How to negotiate with the White Walkers (Tax Inspectors) by ‘Maester’ Ian Barron

This article appears in the December edition of our International Corporate Structures Newsletter.

Whenever I was asked what I did for a living, I occasionally just answered “I work in tax” without saying which side of the tax fence I worked, and I’d then smile. I must admit that my motive was mischievous as most people then thought “oh dear (or words to that effect) I think he is a tax inspector” and promptly moved away!

At the beginning of my career, I was far from comfortable dealing with inspectors but my then boss was quite right in saying:

• they are just human beings doing a difficult job
• some are good, some are clever, some are highly experienced, and others are young and ambitious – no different to any other organisation
• aim for mutual respect
• be open and honest
• be politely firm but fair
• negotiate when necessary, but never compromise yourself nor your client.

This advice has stayed with me and I applied it in all my dealings with global tax inspectors. I found that by engaging properly, major practical agreements could be reached which helped both sides.

My first success as a junior manager related to a very wealthy client who seriously hated writing cheques for his own personal taxes. Clearly we needed to keep the client compliant but, recognising his paranoia, we managed to get the local tax office to agree to collect the top tax rate from his directorships. This more than covered the tax due on his other income as well.

Although unconventional, it worked a treat. Everyone was happy, particularly the client who was fully aware of what was being done – a great practical solution.

During my time as an in-house tax person, I found most tax inspectors to be pretty reasonable – but we had to do our homework first and make sure we provided good information. Nothing was worse than having to go back to them admitting that the data supplied was incorrect.

What was paramount though was understanding the way tax inspectors in different countries operated. Preparatory work finding this out was always a big plus, as was trying to find out the background of the particular tax inspectors on our case.
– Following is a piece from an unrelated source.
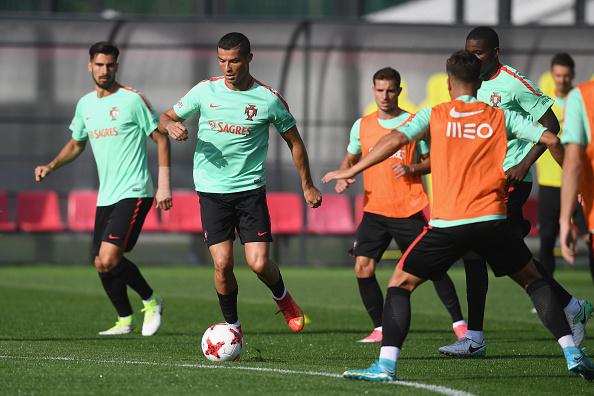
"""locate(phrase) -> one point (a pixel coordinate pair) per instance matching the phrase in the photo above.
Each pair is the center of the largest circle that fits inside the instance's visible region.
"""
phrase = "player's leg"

I think tax inspectors as a group are unfairly maligned, although one valid criticism is their general lack of practical commercial awareness and understanding of how businesses actually work. In my view, there is a gap in their training which I believe can be helped by in house tax leaders and their teams providing the necessary practical insight. I tried to do this in several countries but my offer was rarely accepted as it was not the then usual practice in the country concerned. However, I tended to start tax audits with a wide overview to give the tax inspectors an insight into our business, approach etc. which proved to be invaluable.

One progressive jurisdiction has been the UK where several years ago the Customer Relationship Manager (“CRM’’) initiative was introduced. I found it so refreshing to be able to spend quality time explaining how we operated as a company. Successive CRMs and their teams commented on how these explanations and training sessions enhanced their ability to perform their duties. For our part, we could freely discuss issues with HMRC, knowing they’d be treated properly in a collaborative manner.

I sincerely hope that this kind of open, collaborative approach can be maintained in the UK and adopted internationally in the BEPS compliance era. We’ll need tax authorities and in house tax teams working together in practical training sessions.

I would like to think that global tax inspectors are looked upon in a positive manner in future because they are human beings … aren’t they?